Il progetto su Paladino, curato da Costantino D’Orazio e Aurora Roscini Vitali, ha rappresentato un esperimento di mostre diffuse unico nel suo genere, coinvolgendo non solo Perugia ma anche le sedi di Spoleto e Gubbio. La rassegna ripercorre mezzo secolo di attività del maestro della Transavanguardia, muovendosi con estrema fluidità tra i disegni concettuali degli esordi, il ritorno prepotente alla figurazione e le monumentali installazioni scultoree. Per favorire la fruizione completa di questo viaggio artistico, è ancora disponibile il biglietto unico da 15 euro che permette l’accesso alla Galleria Nazionale, alla Rocca Albornoz di Spoleto e al Palazzo Ducale di Gubbio.

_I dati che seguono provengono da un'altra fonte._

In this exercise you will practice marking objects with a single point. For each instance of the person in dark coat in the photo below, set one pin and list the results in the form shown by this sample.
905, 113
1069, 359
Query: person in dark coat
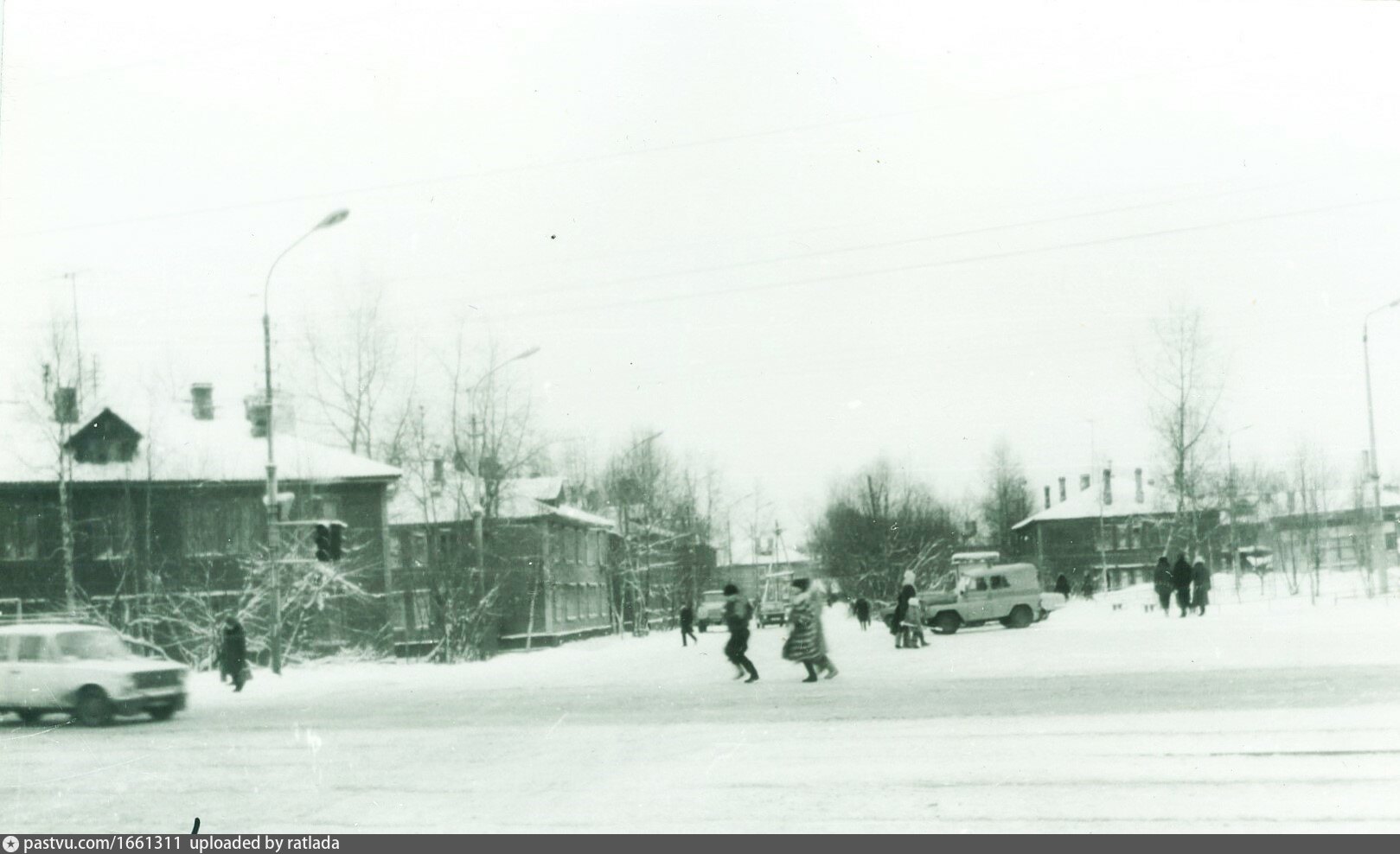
807, 643
1182, 581
863, 614
906, 592
1201, 584
737, 615
1162, 584
233, 653
687, 619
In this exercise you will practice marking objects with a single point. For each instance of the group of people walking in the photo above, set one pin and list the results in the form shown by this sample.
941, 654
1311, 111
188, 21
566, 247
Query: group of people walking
805, 643
1190, 583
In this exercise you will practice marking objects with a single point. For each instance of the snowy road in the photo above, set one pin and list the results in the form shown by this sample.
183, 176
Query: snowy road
1095, 720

Parallelamente, la Sala 39 del museo perugino ospita “L’Umbria di San Francesco” di Luigi Spina. Il fotografo ha saputo cristallizzare la spiritualità dei luoghi francescani attraverso uno sguardo rigoroso, capace di restituire la sacralità del paesaggio umbro e dei contesti urbani legati al Poverello. Questo progetto non è solo un’esposizione temporanea, ma segna l’inaugurazione di una nuova sezione della collezione permanente dedicata alla fotografia, confermando la volontà della Galleria di aprirsi a linguaggi visivi moderni e contemplativi.
Mentre Paladino e Spina salutano il pubblico, prosegue invece fino al 6 aprile 2026 la mostra “Papaveri rossi” di Mario Giacomelli presso la Camera Oscura. In questo spazio è possibile ammirare opere inedite degli anni Sessanta e una rarissima versione a colori dei celebri “pretini”, un omaggio che il fotografo marchigiano dedicò ad Alberto Burri. Il percorso traccia un legame profondo tra l’astrazione fotografica e l’informale italiano, offrendo una chiave di lettura preziosa per comprendere l’evoluzione dell’estetica visiva del secondo Novecento.
Per incentivare il ritorno dei visitatori, la Galleria promuove la GNUcard, la tessera annuale che a un costo contenuto di 25 euro garantisce ingressi illimitati e vantaggi esclusivi. Fino al 18 gennaio, i possessori della card potranno usufruire delle nuove audioguide al prezzo speciale di 3 euro. Il servizio offre due narrazioni distinte: una dedicata agli adulti, incentrata su 30 capolavori della collezione, e una ludica per i bambini, pensata per guidare i più piccoli alla scoperta di dettagli naturali e animali nascosti tra le tele del museo.
Con la biglietteria aperta dalle 8.30 alle 18.30, la Galleria Nazionale dell’Umbria invita cittadini e turisti a non perdere questa ultima occasione di confronto con l’arte contemporanea, prima che le sale vengano riallestite per i prossimi appuntamenti della primavera 2026.